Este protoarquitecto y artista no ha escrito ningún texto, es más, ni siquiera ha existido, excepto en forma mítica. Pero nos interesa como autor –aunque sumido en las brumas de la leyenda– de nuestro tercer tipo de lugar de paso. El laberinto cumple acabadamente con nuestra idea. No nos interesa tampoco la existencia real del laberinto cretense, cuestión dudosa, como ya indicamos. De hecho, acá estamos refiriéndonos a lugares de paso construidos en los textos y, en tanto tal, la leyenda clásica cumple perfectamente ese rol. Ampliemos a lo ya dicho sobre el mito que en su interior deambulaban, sin encontrar la salida, los jóvenes que Atenas entregaba como tributo a Creta y que debían ser el alimento del monstruo. Este edificio con sus continuas bifurcaciones y encrucijadas, con la multiplicación de sus pasillos impulsa a un movimiento perpetuo. La única detención posible es la de la encrucijada o la del cansancio. La primera, para intentar una elección favorable hacia la salida; la segunda, porque hay que tratar de recuperar el aliento, antes de perderlo definitivamente. El peligro es el acompañante continuo del recorrido y, si nos atenemos a la tradición, no tenía salida posible para estos jóvenes cautivos. Dédalo, su inventor, tampoco habría podido encontrarla, en lo que sería un primer ejemplo de cómo una producción técnica escapa al control de su creador. Salió por arriba, volando, con ingeniosas y frágiles alas.

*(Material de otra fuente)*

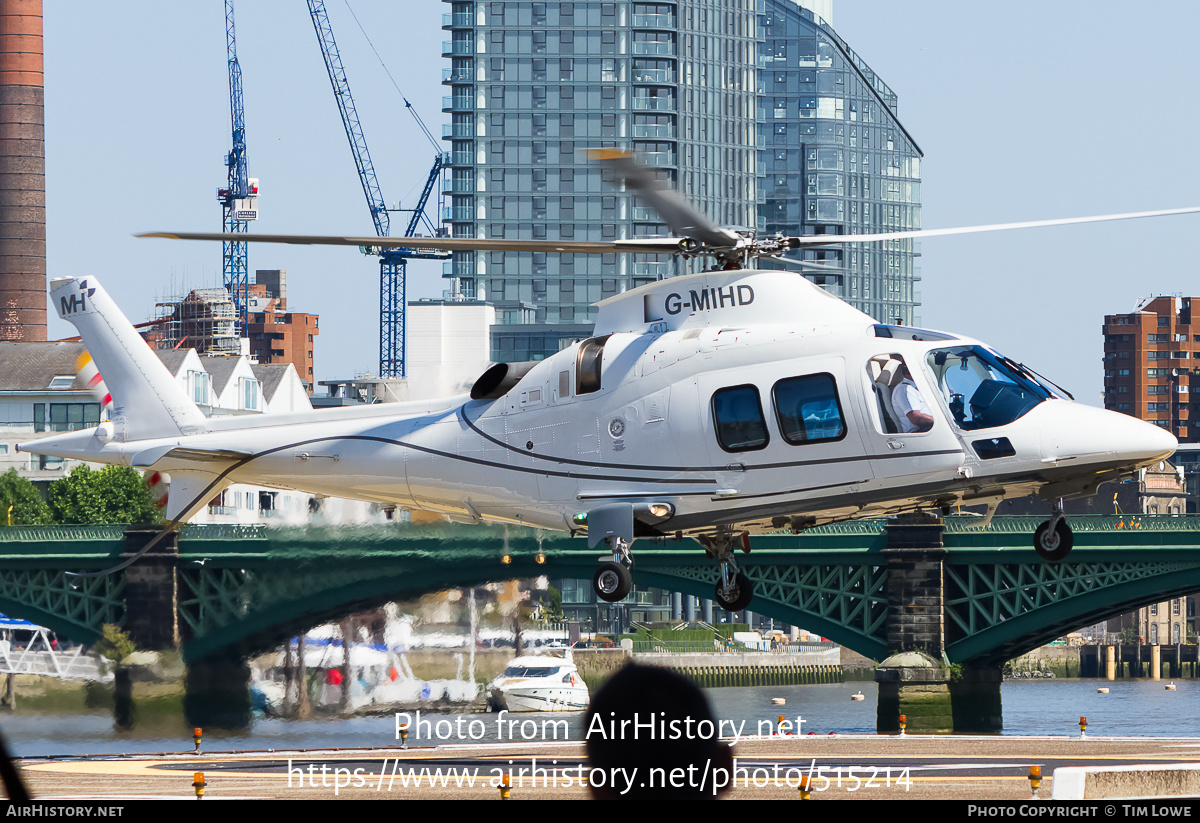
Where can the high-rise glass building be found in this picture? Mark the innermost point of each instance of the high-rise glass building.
(755, 109)
(834, 158)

“El laberinto es sobre todo un ‘perdedero’, un edificio o un ámbito para extraviarse, para no salir ... (donde se siente) la desorientación, la abolición profunda de las referencias habituales de identificación, sucesión, distribución y arreglo del tiempo y el espacio”. (Rivera Dorado 1995: 40)

Si el laberinto acentúa su carácter de lugar de paso, no sólo se debe a que expresamente el paso aparece ligado a que es un caminante quien lo recorre, sino a que pertenece inicialmente a un contexto cultural mítico-religioso y el tránsito por su interior constituye un auténtico rito de iniciación o más propiamente un rito de paso (van Gennep 1909 [1986]). Es en tal sentido que este edificio podemos ligarlo, al igual que hicimos con Augé y Foucault, a la constitución de una subjetividad, pero no será en este caso ni anónima y vacía, ni normalizada y seriada. El recorrido por el laberinto, pensado como un lugar de encrucijada, peligro, resistencia y elección corresponde filosóficamente a “una mutación ontológica del régimen existencial. Al final de las pruebas, goza el neófito de una vida totalmente diferente de la anterior a la iniciación: se ha convertido en otro” (Rivera Dorado 1995: 131). Recorrer el laberinto es buscar el conocimiento esencial. Pero no cualquiera realiza exitosamente el tránsito. Los jóvenes atenienses eran devorados; Teseo, entró y salió de los terrenos de la muerte. Teseo regresará a Atenas como rey. Más estrictamente, podríamos decir que ha pasado de la seriación y el anonimato a ser plenamente reconocido como héroe: “El héroe no sólo hace lo que está bien, sino que también ejemplifica por qué está bien hacerlo” (Savater 1983: 13). Si en una sociedad normalizada, la norma es aquello a lo que debemos ajustarnos, es algo impuesto, por el contrario “el héroe representa una reinvención personalizada de la norma ... ¿Qué es la magnanimidad, el valor o la justicia? –se pregunta Aristóteles. Lo que practican el magnánimo, el valiente y el justo” (Savater 1983: 13). Este tercer lugar de paso es entonces un operador de singularidad y podemos percibir claramente la distancia al hombre anónimo y solitario del modelo augeano, y al seriado y normalizado de las disciplinas foucaultianas. Quien sabe enfrentarse al laberinto tiene un rol activo en la construcción de sí mismo y llega a cumplir el mandato oracular: “Llega a ser el que tú eres”.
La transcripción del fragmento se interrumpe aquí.